The Brea Mall Transit Center is just two small wooden awnings in a parking lot, their brown paint chipped and blemished by leftover staples from long-removed fliers. By the time the 57 heading south starts its run around 2:13 a.m., there’s often no one waiting for it there. The bus will trundle down State College Boulevard for miles before seeing any passengers.

On a recent Saturday night, driver Lee Diep lets the bus idle for a few minutes at the Chapman Avenue and State College bus stop. Diep exits, walks into a 24-hour doughnut shop, and emerges with a cup of coffee. “This one I drive only weekends,” he says, referring to the 57’s night-owl run. “But starting today, I’ll drive every day.” He sleeps during the day, he says, and doesn’t mind driving at night. In fact, he prefers it. “No traffic,” he says.

The bus remains empty until it hits La Palma Avenue in Anaheim. The door at the front of the coach opens and a woman stomps on. A gaudy sweater pulled over a sundress, with a pink-camouflage-patterned beanie covering the top of her shaved head, she hauls two enormous bags, including one vinyl tote emblazoned with a picture of the Last Supper. She doesn’t stop at the farebox, instead racing down the cabin to a seat and shouting about her feet being cold.

“This bus is so quiet,” Diep says to her, “till you get on it.”

Behind her, a man boards. Cheap plastic headphones on his ears, white hair sticking out from under a Marine Corps baseball cap, he pays the fare for himself and the woman, and then slowly makes his way down the bus, groaning with each step and dragging a rolling suitcase patterned with fuchsia and green stripes. Once he’s situated, he puts his arm around the woman, and they kiss. “This is my wife, Xavier,” he says. “I’m Alvin Smith, like the presidential candidate.”

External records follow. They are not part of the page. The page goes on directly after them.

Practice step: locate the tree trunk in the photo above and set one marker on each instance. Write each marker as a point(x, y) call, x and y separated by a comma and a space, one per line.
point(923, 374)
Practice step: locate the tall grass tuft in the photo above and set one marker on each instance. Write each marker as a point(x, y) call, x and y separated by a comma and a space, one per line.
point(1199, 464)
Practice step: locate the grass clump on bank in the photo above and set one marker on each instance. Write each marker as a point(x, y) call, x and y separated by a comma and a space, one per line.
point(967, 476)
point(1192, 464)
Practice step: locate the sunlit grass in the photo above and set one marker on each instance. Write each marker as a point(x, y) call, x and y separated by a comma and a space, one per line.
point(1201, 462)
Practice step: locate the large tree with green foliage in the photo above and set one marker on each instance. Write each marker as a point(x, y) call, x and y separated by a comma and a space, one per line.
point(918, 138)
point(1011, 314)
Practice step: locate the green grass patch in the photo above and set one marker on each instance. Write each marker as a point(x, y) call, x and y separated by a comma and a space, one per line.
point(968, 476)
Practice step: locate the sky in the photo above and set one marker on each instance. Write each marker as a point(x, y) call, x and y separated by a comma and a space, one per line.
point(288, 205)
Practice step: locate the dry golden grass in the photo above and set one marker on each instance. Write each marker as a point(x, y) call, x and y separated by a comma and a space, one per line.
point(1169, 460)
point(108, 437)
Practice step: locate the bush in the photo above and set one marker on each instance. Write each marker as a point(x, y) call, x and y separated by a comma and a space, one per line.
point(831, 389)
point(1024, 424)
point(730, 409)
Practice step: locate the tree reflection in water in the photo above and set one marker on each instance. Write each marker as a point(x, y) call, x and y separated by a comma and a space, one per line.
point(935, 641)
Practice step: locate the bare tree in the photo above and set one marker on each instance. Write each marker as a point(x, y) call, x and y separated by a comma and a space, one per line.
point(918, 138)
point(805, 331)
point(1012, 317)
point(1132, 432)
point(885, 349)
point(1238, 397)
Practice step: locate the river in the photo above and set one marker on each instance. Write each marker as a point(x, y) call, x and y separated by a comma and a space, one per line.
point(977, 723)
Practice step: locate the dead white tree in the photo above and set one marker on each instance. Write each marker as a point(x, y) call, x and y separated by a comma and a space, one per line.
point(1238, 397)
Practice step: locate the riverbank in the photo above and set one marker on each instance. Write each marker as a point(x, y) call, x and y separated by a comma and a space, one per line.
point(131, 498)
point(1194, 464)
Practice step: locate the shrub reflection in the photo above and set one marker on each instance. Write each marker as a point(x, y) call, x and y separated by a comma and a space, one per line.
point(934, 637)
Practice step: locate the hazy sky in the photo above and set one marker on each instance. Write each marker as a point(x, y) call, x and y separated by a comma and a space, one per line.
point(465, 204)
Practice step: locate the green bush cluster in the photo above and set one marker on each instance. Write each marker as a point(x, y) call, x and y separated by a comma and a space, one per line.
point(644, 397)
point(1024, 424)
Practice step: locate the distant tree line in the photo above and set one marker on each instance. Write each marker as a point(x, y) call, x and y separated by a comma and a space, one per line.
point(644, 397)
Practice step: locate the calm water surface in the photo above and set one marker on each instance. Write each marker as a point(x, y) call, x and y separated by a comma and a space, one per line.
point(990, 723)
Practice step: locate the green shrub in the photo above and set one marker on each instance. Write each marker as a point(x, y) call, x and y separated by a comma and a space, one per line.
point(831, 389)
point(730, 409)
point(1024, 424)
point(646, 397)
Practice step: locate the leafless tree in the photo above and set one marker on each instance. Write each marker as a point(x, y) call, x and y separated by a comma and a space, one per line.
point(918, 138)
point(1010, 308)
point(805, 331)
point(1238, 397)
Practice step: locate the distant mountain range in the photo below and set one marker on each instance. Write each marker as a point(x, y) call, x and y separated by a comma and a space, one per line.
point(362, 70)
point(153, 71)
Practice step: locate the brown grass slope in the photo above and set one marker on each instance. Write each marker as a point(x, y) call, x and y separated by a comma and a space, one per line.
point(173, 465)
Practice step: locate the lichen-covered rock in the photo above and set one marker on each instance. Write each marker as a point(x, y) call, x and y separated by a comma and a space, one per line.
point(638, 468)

Smith says he’s a writer. His books, he says, include self-help tomes about success and one volume of poetry about each of America’s presidents (he can recite the one about Ronald Reagan from memory). He and his wife were trying to get somewhere in Newport Beach, but they missed a bus and will be too late for wherever they need to get to by now, he says. Upon hearing the night buses are being cut, he shakes his head sadly. “A few years ago, they [the OCTA drivers] were on strike,” he offers. “That hurt a lot of people.”

At the front of the bus, Diep drives silently. Next to Smith, Xavier snores. He wakes her up at State College and Katella to get off. He doesn’t say where they’re going.